Part of this is unavoidable, since dynamic memory has to be allocated when constructing the parse tree. But for some reason, I kept seeing really large numbers of allocations in places that just didn't warrant them. My first hunch was that I just needed to replace the allocation with something faster; so I wrote a quick linear allocator that would just spam allocations into a massive, pre-sized buffer, and then throw the whole thing away after compilation finishes.
After some hiccups, I got the whole thing to build (which takes forever now) and ran the first test. Paradoxically, it made no difference to execution speed, and it increased memory usage far more than it should have. Worse, I'm running only release-mode builds, because debug builds literally can't cope with my sample input in less than an hour or so. (That's how much excess cruft qi generates... eurgh.) This means that my profiler can't see true call stacks, but rather has to cope with the maze of semi-collapsed templated inline calls that fill the parser.
It took forever, therefore, to make a simple discovery that's had me kicking myself for several minutes now.
The AST structure for Epoch makes heavy use of boost::variant. The AST is also self-recursive, meaning that several nodes are defined in terms of themselves. This necessitated (at one point) the use of boost::recursive_wrapper<> to ensure that the compiler could figure out the circular definitions.
That requirement went away a long time ago when I started doing deferred construction of AST nodes using my own wrapper template; but I never updated all of the uses of recursive_wrapper, because they never showed up in profiling - just allocation calls.
Out of random curiosity and frustration, I finally cracked open the code for recursive_wrapper to see how it does its magic.

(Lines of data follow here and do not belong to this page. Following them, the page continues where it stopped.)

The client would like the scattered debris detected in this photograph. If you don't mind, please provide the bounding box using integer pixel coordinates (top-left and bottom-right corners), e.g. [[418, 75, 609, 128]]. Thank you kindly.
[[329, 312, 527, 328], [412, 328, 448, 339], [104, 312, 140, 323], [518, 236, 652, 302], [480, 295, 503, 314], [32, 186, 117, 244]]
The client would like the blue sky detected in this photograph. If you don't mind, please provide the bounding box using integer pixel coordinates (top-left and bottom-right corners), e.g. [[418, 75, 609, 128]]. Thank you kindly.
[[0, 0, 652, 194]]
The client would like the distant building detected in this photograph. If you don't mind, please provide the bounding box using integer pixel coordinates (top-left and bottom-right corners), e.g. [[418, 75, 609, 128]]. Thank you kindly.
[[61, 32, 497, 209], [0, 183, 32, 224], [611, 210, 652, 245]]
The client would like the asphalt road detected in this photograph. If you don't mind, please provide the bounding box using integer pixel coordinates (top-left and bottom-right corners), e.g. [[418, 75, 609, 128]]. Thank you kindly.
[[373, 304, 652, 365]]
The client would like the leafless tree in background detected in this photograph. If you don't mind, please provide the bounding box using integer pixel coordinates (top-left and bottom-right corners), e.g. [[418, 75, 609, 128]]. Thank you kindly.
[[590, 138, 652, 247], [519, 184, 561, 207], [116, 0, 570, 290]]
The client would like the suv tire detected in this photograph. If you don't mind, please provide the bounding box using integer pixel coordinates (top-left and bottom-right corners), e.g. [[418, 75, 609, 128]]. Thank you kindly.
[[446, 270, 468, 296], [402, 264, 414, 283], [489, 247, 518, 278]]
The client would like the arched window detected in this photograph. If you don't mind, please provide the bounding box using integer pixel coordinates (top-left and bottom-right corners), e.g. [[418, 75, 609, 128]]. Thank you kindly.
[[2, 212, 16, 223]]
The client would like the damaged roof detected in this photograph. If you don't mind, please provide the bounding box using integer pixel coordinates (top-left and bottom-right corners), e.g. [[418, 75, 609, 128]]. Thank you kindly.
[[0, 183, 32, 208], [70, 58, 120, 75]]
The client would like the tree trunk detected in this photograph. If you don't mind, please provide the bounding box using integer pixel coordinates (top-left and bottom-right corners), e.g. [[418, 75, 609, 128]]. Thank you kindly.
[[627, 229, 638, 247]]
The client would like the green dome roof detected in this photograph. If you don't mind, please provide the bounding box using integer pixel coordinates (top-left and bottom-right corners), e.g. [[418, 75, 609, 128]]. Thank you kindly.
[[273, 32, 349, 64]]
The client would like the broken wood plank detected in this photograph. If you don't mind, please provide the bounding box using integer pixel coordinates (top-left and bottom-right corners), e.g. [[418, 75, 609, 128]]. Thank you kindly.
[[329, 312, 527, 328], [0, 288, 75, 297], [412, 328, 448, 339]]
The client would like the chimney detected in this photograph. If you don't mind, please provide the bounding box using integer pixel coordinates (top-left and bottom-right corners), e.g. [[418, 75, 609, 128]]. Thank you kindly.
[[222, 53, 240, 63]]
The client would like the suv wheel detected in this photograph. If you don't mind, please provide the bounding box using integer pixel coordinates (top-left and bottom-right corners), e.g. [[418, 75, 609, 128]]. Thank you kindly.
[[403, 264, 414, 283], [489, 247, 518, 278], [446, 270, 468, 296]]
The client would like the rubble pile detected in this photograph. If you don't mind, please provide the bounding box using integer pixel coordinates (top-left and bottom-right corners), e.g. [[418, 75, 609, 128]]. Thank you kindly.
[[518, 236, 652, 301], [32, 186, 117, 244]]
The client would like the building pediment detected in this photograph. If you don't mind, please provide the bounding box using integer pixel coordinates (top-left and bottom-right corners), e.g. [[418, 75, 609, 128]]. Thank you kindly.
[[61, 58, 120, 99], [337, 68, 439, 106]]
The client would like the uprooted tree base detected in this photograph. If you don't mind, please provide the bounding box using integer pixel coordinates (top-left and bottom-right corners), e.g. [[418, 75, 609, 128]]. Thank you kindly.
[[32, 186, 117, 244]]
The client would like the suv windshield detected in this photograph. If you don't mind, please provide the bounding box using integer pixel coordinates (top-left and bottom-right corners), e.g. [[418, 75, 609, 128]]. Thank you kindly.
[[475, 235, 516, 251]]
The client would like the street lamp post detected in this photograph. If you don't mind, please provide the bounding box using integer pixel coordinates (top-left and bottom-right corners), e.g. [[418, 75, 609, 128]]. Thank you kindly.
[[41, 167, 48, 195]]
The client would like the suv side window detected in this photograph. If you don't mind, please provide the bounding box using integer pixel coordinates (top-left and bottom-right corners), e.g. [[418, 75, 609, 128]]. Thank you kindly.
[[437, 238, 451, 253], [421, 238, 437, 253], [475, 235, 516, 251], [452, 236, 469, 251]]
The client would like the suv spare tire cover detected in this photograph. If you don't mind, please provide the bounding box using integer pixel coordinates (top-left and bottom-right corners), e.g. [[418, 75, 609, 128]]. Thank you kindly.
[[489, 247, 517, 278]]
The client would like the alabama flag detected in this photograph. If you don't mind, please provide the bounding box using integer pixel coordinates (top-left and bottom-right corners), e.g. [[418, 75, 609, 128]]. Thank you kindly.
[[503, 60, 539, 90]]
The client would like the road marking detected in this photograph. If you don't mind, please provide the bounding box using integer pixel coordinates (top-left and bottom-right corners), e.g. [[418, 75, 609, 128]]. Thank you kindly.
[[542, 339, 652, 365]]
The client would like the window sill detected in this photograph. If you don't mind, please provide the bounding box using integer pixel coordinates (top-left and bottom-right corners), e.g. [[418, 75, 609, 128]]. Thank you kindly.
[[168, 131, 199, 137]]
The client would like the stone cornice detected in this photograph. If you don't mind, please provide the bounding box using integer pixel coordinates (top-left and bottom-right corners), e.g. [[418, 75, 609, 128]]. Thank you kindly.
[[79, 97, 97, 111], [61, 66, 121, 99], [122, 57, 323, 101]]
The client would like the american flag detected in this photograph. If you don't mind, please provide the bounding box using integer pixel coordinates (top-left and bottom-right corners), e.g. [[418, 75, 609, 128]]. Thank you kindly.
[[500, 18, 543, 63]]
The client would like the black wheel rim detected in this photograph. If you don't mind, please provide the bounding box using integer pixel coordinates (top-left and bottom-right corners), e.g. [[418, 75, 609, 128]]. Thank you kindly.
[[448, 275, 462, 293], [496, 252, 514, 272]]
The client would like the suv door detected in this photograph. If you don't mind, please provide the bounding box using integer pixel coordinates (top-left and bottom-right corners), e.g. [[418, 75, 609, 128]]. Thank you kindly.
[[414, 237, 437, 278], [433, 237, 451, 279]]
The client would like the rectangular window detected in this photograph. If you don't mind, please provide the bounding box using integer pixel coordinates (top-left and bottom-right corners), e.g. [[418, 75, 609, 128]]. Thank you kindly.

Yep, you guessed it: it dynamically allocates the contained type.
That means that I'm not only allocating memory for the AST nodes, I'm allocating memory for the deferred variant that points to that AST node - and adding a level of pointless indirection to boot.
The good news is, removing recursive_wrapper isn't too hard, and speeds things up, although just a tiny bit.
The bad news is, now I have a rampant memory leak, and I'm utterly stumped as to why.
One step forward, thirty steps back, it seems.
Rule Number One of writing a linear allocator in C++: you still have to manually invoke destructors even if freeing the memory is a no-op.